My mother always told me to hide a bit of cash away for emergencies. Although she means well, I feel like a bad cartoon pirate that still relies on my chest of gold every time I hoard pieces of paper. Besides, every time I “hide” money away, I end up handing it over the lady behind the counter at Memos within a week.
In almost every way, electronic banking is superior to paper currency. Online deposits and withdraws make transactions faster and safer, durable cards are more eco-friendly, traveling to foreign countries is a breeze, theft has become minute due to the lack of physical bills kept in stores- the list goes on.

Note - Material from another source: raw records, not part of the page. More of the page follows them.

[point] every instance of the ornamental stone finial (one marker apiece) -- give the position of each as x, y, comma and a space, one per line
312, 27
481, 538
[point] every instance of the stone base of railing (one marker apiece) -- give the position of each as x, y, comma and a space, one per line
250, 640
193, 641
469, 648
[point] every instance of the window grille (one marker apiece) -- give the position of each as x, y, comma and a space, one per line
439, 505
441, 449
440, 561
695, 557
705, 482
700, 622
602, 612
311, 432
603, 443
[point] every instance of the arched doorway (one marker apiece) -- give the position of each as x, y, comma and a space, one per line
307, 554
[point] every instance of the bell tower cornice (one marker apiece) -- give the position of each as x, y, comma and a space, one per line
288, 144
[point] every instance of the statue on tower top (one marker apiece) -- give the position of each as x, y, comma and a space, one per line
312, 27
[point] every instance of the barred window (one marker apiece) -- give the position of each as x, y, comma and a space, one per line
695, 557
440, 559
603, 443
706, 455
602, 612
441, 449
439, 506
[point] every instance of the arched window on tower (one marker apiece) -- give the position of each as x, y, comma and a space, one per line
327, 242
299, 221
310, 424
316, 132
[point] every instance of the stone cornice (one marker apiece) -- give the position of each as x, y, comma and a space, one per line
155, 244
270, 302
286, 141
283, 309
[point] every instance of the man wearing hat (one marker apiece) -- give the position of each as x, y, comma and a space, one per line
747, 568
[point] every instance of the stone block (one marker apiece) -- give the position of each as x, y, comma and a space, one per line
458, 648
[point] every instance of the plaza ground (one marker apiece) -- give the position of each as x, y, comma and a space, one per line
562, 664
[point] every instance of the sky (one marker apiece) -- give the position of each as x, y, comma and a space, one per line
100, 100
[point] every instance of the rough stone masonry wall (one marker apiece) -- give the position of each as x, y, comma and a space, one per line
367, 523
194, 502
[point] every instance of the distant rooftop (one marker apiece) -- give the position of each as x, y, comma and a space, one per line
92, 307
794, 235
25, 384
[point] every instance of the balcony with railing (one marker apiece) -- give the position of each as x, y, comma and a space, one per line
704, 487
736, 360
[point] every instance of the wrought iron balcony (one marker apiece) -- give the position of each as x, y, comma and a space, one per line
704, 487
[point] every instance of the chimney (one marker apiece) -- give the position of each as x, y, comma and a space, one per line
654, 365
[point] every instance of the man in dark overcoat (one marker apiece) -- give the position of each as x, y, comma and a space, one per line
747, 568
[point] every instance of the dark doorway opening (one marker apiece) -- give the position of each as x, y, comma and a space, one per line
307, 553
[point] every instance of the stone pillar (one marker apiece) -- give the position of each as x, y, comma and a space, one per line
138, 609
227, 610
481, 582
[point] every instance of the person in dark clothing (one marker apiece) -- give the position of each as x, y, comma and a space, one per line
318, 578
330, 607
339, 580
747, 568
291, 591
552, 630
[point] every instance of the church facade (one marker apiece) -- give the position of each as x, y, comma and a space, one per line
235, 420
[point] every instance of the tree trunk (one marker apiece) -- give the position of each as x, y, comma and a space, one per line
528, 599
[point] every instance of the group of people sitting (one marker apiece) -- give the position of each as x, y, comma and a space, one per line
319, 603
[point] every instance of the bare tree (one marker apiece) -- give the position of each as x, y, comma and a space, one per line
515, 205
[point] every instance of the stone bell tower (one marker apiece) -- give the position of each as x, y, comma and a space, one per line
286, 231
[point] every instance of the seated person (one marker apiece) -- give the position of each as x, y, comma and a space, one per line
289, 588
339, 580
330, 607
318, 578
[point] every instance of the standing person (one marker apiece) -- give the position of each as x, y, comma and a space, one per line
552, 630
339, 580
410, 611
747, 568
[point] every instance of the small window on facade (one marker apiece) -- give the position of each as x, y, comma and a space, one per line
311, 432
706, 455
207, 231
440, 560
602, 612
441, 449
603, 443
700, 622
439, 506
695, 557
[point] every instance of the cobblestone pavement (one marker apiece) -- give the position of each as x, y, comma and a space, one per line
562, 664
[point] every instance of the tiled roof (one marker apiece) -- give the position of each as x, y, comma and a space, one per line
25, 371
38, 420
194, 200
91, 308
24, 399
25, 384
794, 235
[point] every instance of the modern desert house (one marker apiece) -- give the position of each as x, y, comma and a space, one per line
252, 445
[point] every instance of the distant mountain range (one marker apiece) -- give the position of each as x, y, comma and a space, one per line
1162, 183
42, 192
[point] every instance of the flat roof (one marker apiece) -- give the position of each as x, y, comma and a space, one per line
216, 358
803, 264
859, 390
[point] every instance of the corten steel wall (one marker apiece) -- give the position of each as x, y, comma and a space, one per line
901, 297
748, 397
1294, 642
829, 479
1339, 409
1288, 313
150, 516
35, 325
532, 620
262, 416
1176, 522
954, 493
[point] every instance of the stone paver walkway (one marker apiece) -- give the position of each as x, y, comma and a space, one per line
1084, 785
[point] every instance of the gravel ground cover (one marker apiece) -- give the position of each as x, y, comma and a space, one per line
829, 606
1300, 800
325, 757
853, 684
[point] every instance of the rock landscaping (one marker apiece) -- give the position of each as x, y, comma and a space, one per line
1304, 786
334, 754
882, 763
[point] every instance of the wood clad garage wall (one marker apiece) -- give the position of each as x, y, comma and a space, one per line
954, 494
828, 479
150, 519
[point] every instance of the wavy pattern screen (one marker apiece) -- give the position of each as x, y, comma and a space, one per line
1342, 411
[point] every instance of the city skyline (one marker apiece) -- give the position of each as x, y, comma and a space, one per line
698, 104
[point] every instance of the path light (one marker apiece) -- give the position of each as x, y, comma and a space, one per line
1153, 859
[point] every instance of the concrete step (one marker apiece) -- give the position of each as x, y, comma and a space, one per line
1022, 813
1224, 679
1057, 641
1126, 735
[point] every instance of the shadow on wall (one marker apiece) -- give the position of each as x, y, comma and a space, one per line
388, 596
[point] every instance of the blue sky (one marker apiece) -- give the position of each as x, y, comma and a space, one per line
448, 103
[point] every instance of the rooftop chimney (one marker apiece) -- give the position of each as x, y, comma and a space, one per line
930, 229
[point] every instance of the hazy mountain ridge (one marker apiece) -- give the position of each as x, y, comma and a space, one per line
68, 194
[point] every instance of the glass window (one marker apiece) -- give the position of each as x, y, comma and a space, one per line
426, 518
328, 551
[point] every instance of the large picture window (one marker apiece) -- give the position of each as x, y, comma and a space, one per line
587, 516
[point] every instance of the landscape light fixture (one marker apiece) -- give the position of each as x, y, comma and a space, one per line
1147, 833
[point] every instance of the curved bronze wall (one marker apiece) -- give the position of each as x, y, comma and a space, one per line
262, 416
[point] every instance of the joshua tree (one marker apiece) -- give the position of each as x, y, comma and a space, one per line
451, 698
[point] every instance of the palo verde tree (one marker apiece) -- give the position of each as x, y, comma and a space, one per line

Still, with all of these glaring facts, cash refuses to die. Surprisingly, the demand for money is rising faster than both population rates and inflation. This is due to the invasive nature of banks and the laws that they must abide by. To ensure safety in terms of money laundering, tax evasions, drug dealing, etc. banks are forced to require more documents and larger minimum balances from their customers. These regulations reduce the population of potential clients that can meet the requirements.
Because of these regulations, banks effectively shut out the young and/or poor population who can’t keep up with the bank’s conditions as well as those who wish to keep their wealth and transactions confidential. These demographics play a large part in ensuring the livelihood of paper currency.